ECLI:NL:CRVB:2022:2252
Centrale Raad van Beroep
- Hoger beroep
- Rechtspraak.nl
Intrekking hoger beroep na tegemoetkoming door Uwv en proceskostenvergoeding
In deze zaak heeft de Centrale Raad van Beroep op 19 oktober 2022 uitspraak gedaan in het hoger beroep met zaaknummer 20/3388 ZW. Het hoger beroep was ingesteld door appellant, vertegenwoordigd door mr. J.W. Dijke, tegen een eerdere uitspraak van de rechtbank Rotterdam van 25 augustus 2020. De appellant had bezwaar gemaakt tegen een besluit van het Uitvoeringsinstituut werknemersverzekeringen (Uwv). Op 23 maart 2022 heeft het Uwv een nieuwe beslissing op bezwaar genomen, waarbij het volledig tegemoetkwam aan de bezwaren van de appellant. Hierdoor heeft de appellant op 26 april 2022 het hoger beroep ingetrokken.

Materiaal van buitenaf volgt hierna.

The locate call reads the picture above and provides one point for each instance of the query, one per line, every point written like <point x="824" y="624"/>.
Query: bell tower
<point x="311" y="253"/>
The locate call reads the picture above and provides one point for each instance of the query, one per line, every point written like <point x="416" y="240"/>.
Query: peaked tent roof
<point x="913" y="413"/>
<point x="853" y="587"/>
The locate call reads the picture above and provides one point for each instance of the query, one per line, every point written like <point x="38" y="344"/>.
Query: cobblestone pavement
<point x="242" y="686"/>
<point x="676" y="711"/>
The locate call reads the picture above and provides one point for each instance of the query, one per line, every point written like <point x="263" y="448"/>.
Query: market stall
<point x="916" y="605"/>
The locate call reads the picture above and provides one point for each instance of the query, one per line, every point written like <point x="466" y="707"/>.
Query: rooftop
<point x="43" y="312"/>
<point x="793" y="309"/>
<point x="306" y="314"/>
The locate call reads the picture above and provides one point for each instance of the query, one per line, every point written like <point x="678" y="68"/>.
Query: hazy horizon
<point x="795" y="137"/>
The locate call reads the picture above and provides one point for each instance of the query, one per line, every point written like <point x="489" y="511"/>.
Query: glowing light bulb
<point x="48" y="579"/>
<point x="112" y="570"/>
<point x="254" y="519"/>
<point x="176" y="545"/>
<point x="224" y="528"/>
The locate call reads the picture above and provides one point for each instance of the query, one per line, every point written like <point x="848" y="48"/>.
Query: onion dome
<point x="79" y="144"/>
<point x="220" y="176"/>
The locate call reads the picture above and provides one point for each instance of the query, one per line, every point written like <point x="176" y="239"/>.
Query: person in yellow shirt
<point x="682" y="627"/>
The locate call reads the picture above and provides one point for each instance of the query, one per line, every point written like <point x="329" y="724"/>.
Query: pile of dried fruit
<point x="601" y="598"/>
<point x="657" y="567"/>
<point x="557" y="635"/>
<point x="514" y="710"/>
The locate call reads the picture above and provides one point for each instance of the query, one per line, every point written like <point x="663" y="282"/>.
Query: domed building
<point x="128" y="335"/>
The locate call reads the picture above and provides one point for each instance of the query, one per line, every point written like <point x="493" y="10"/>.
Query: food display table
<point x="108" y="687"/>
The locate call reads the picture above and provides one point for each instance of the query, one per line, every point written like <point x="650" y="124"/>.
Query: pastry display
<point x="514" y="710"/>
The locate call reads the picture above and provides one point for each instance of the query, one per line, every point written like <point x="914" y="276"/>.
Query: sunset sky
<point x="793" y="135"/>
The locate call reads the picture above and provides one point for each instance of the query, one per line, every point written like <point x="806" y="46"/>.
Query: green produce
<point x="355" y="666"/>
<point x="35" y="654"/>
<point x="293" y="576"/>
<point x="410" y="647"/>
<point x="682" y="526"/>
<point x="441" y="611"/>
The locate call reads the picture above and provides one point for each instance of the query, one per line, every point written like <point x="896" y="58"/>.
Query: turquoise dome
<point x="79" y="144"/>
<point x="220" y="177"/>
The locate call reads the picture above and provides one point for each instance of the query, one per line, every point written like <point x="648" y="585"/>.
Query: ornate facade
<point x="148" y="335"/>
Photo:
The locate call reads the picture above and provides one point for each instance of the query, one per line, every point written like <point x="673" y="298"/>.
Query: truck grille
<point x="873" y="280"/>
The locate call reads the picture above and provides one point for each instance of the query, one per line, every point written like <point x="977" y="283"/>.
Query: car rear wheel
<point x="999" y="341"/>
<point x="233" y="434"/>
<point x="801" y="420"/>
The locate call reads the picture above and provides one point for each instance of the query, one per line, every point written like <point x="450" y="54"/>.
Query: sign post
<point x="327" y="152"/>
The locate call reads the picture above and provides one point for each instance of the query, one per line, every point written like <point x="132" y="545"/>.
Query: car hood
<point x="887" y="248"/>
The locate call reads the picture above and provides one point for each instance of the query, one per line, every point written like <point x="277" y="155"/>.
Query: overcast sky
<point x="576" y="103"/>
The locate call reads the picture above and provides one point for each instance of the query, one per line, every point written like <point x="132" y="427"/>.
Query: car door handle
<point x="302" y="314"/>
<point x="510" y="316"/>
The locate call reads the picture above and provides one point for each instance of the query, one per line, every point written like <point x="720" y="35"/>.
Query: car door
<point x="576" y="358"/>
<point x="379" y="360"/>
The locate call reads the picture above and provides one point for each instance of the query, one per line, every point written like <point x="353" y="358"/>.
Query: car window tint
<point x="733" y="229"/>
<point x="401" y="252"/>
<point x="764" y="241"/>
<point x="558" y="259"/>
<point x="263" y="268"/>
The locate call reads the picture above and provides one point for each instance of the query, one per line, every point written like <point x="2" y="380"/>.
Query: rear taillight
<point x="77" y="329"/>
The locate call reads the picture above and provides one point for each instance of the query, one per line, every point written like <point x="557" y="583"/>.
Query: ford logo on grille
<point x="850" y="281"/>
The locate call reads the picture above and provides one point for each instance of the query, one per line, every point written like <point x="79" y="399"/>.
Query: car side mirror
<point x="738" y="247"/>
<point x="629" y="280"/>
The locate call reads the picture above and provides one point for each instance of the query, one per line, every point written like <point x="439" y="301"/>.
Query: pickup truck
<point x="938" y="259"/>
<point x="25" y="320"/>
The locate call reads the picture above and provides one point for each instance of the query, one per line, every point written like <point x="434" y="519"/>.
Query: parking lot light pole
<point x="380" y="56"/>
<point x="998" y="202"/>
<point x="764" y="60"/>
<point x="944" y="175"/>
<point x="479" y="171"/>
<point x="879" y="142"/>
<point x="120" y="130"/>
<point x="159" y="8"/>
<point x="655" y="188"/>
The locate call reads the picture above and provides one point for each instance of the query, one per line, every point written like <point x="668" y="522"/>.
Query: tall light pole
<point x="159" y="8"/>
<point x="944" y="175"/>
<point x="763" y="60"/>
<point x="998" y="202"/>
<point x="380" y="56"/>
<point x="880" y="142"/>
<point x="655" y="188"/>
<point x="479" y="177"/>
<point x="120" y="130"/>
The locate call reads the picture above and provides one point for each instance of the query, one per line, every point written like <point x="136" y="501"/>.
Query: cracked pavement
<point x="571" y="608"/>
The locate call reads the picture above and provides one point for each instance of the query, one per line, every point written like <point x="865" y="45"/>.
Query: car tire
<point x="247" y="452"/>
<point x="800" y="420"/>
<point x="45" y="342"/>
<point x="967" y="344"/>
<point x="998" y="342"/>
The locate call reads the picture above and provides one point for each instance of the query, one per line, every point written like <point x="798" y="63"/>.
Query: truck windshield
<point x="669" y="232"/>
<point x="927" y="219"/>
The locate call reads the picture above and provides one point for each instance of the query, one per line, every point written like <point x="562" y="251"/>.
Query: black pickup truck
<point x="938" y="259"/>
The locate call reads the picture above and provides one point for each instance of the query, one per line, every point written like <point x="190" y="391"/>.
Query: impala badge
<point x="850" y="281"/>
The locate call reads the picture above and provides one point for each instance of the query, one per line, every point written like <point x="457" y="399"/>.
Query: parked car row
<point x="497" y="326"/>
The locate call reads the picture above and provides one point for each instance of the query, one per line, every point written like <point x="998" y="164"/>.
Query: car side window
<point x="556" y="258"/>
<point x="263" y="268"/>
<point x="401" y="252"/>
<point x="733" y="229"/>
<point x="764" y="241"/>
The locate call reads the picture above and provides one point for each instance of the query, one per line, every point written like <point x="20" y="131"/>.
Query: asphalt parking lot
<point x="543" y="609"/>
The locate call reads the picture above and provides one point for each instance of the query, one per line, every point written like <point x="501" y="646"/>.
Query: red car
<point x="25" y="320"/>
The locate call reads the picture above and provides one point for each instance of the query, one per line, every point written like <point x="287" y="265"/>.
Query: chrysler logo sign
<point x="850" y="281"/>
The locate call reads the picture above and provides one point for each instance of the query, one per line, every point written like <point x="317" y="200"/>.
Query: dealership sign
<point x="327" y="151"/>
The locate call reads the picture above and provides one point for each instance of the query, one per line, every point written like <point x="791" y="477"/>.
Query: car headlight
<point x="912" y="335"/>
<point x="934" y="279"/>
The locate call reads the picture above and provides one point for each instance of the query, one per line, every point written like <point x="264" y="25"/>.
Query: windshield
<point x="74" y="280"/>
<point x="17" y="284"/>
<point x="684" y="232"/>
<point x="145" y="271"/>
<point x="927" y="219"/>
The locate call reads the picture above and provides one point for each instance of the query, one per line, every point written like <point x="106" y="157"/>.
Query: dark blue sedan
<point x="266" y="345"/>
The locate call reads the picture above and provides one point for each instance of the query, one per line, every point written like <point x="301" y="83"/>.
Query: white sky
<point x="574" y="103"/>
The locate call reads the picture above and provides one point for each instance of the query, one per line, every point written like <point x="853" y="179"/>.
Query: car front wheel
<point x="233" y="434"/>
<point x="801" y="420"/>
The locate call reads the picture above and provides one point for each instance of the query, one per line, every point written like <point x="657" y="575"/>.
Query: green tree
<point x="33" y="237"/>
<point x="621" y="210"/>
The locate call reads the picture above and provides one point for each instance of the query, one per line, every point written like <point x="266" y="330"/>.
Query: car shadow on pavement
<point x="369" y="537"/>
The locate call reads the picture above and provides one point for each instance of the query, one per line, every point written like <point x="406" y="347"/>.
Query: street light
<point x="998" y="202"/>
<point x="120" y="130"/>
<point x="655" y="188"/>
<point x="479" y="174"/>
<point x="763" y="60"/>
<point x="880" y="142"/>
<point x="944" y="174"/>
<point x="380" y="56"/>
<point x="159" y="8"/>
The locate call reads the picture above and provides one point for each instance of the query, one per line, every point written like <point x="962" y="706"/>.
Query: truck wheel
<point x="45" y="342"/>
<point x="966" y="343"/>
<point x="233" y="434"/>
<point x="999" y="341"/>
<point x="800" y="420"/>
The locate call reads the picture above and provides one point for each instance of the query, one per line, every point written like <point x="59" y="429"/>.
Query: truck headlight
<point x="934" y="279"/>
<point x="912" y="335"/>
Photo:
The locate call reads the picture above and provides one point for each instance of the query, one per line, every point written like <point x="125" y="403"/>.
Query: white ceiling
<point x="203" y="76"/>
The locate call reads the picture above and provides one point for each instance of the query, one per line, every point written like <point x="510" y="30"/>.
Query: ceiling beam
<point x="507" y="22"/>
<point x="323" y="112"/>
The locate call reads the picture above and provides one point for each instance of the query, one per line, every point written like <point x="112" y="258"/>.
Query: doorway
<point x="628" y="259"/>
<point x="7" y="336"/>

De Centrale Raad van Beroep heeft in deze uitspraak de proceskostenveroordeling aan de orde gesteld. De Raad heeft het Uwv veroordeeld tot vergoeding van de proceskosten van de appellant, die in totaal € 1.841,- bedragen. Dit bedrag is opgebouwd uit € 1.082,- voor de kosten in bezwaar en € 759,- voor de kosten in hoger beroep. Daarnaast is het verzoek van de appellant om vergoeding van de wettelijke rente over de na te betalen uitkering toegewezen. De Raad heeft verwezen naar een eerdere uitspraak voor de wijze waarop de rente dient te worden berekend.
De uitspraak benadrukt de toepassing van de artikelen 8:75a, 8:88 en 8:108 van de Algemene wet bestuursrecht, die betrekking hebben op de proceskostenveroordeling en schadevergoeding in bestuursrechtelijke procedures. De Raad heeft vastgesteld dat er geen aanleiding is voor vergoeding van de gemaakte kosten in beroep, omdat de appellant zelf het beroep had ingesteld. De uitspraak is openbaar gedaan en ondertekend door de voorzitter en de griffier.